Re: Draft for Resumable Uploads from Glenn Strauss on 2022-04-11 (ietf-http-wg@w3.org from April to June 2022)

From: Glenn Strauss <gs-lists-ietf-http-wg@gluelogic.com>
Date: Mon, 11 Apr 2022 06:41:09 -0400
To: Guoye Zhang <guoye_zhang@apple.com>
Cc: Eric J Bowman <mellowmutt@zoho.com>, Julian Reschke <julian.reschke@gmx.de>, ietf-http-wg <ietf-http-wg@w3.org>
Message-ID: <YlQFxaE2XuwmL23F@xps13>
The tus-v2 specification reads to me as an application.  Much thought
and effort has been put into this application, but it is an application
with a protocol for client and server.

Guoye Zhang seems to be proposing tus-v2 to implement
"upload (resumable) *transactions*" and define new behavior that the
server must track and handle partial uploads and be able to report
the sparse areas back to the client.  For that, the rsync protocol,
among others, already exists, but is this necessary?  (For parallel
uploads, it might be, though other protocols like zchunk may help
client discovery of server-side state.)


Large incremental uploads are already achievable using servers which
support partial-PUT, including SabreDAV and lighttpd mod_webdav:
upload file serially in chunks, extending the file with each chunk.
Cancellation is achievable with WebDAV DELETE.  The client can choose
an alternate filename while uploading, and then use WebDAV MOVE to
rename the file into place once the upload is complete.

Support for partial-PUT is a non-standard extension to WebDAV,
at least in part due to implementation tradeoffs (resource usage,
lock timeouts, impacting UX).  tus-v2 may be trying to address this.

A robust PUT implementation (whole file replacement) allows downloads
to proceed while a new version is uploaded.  This may be mapped onto
typical filesystems by uploading to a temporary file and atomically
renaming into place when the upload is complete.  WebDAV LOCK can be
used to ensure only one uploader at a time.

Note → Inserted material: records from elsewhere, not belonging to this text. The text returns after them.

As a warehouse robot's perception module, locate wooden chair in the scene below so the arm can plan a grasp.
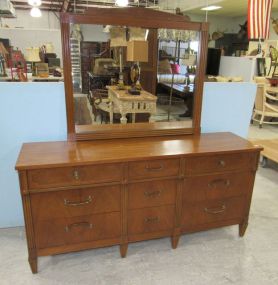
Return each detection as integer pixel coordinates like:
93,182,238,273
267,46,278,77
252,79,278,128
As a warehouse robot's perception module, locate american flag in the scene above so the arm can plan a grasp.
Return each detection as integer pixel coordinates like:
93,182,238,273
248,0,273,39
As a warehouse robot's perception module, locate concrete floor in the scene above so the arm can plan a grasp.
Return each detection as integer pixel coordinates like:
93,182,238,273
0,127,278,285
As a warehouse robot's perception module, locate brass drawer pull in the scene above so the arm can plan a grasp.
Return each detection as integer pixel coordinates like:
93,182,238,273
64,196,93,207
208,179,231,188
144,217,160,224
204,205,226,215
73,169,80,180
65,222,93,233
146,164,163,171
218,160,226,167
144,190,161,198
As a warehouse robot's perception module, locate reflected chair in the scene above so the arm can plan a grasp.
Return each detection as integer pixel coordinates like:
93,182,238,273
252,80,278,128
88,89,120,124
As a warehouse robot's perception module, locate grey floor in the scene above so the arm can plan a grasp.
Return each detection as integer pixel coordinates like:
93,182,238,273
0,126,278,285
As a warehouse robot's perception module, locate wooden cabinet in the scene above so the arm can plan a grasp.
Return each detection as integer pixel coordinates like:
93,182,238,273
16,133,261,273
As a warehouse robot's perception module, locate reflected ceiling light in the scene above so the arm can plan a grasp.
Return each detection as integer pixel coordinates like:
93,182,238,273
28,0,42,7
115,0,128,7
30,7,42,18
201,5,222,11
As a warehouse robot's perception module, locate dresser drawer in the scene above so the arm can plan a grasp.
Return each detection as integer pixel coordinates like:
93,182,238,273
128,159,180,180
128,180,177,209
182,196,246,228
128,206,175,235
31,186,121,221
35,212,121,248
185,153,254,175
28,164,122,189
183,171,253,204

When making changes to a file, whole file replacement works well for
small files and often well-enough for medium-sized files.  It is the
case of large files that network bandwidth, reconnection and re-upload
costs, server disk space, and other resource usage might have a larger
impact.

On modern filesystems with support for cloning, a server might be able
to clone the file extents into a temporary file, PATCH a portion of the
file, and then atomically rename the new file into place.  This could be
done with PATCH or with partial-PUT.  For large files, enforcing use of
WebDAV LOCK is recommended to avoid excessive numbers of large
temporary files, especially if copying a large file to a temporary
file instead of cloning.

Another solution for PATCH-like behavior is to use DVCS protocols,
e.g. git, and serve the completed files from a repository working copy.


From my reading of the tus-v2 spec, only parallel upload is not
addressed by the solutions above.  Parallel upload and file
reconstruction is something that is currently achievable by
application-specific implementations, including tus-v2, and
potentially by some DVCS.


Eric Bowman makes numerous excellent points in prior messages, and I
would like to repeat one:

Eric J Bowman wrote:
> Unless you're coding an endpoint instead of a resource, in which
> case the only help I can offer you, is to think in terms of resources
> not endpoints.

> Indeed! In your example /upload is a tightly-coupled RPC endpoint;
> if the request body is the file content why are you using POST instead
> of PUT? 'HEAD/resource' lets the server know exactly which "upload" is
> referenced: if it was interrupted, the server knows it, and responds
> 206. Because REST.

If tus is aimed at /upload, an endpoint, then in my mind tus is an
application handling that endpoint.  Given the alternatives mentioned
above for handling resources, I do not see why a web server would
implement tus as an HTTP standard when end-users can configure tus as an
application running behind a web server to handle configured endpoints
such as /upload.


As others have pointed out, there is room for improvement in PATCH,
e.g. defining a new media type and associated behavior for PATCH.

Mark Nottingham wrote:
> PATCH intentionally leaves everything up to the media type of the
> PATCH request, not the implementation. With hindsight, at least one
> or two well-defined PATCH media types should have been defined at the
> same time as 5789 - their absence (especially JSON's) created a lot
> of confusion.

Eric J Bowman wrote:
> I think you and mnot are correct that we need better-defined PATCH
> media types, I believe that's where to solve this problem, but how
> any media type is rendered has traditionally and properly been a
> client-side concern in HTTP.

> I don't think anyone has even meant to imply that this isn't a
> problem worth solving. That being said... 20 years ago we figured
> _every_ upload was *replaceable* on failure, while realizing PATCH
> would increase in value hand-in-hand with filesize over time.
> Reckoning day has arrived! ;) Thanks for your contribution, and I
> mean that, otherwise I wouldn't bother.

Cheers, Glenn
Received on Monday, 11 April 2022 10:41:31 UTC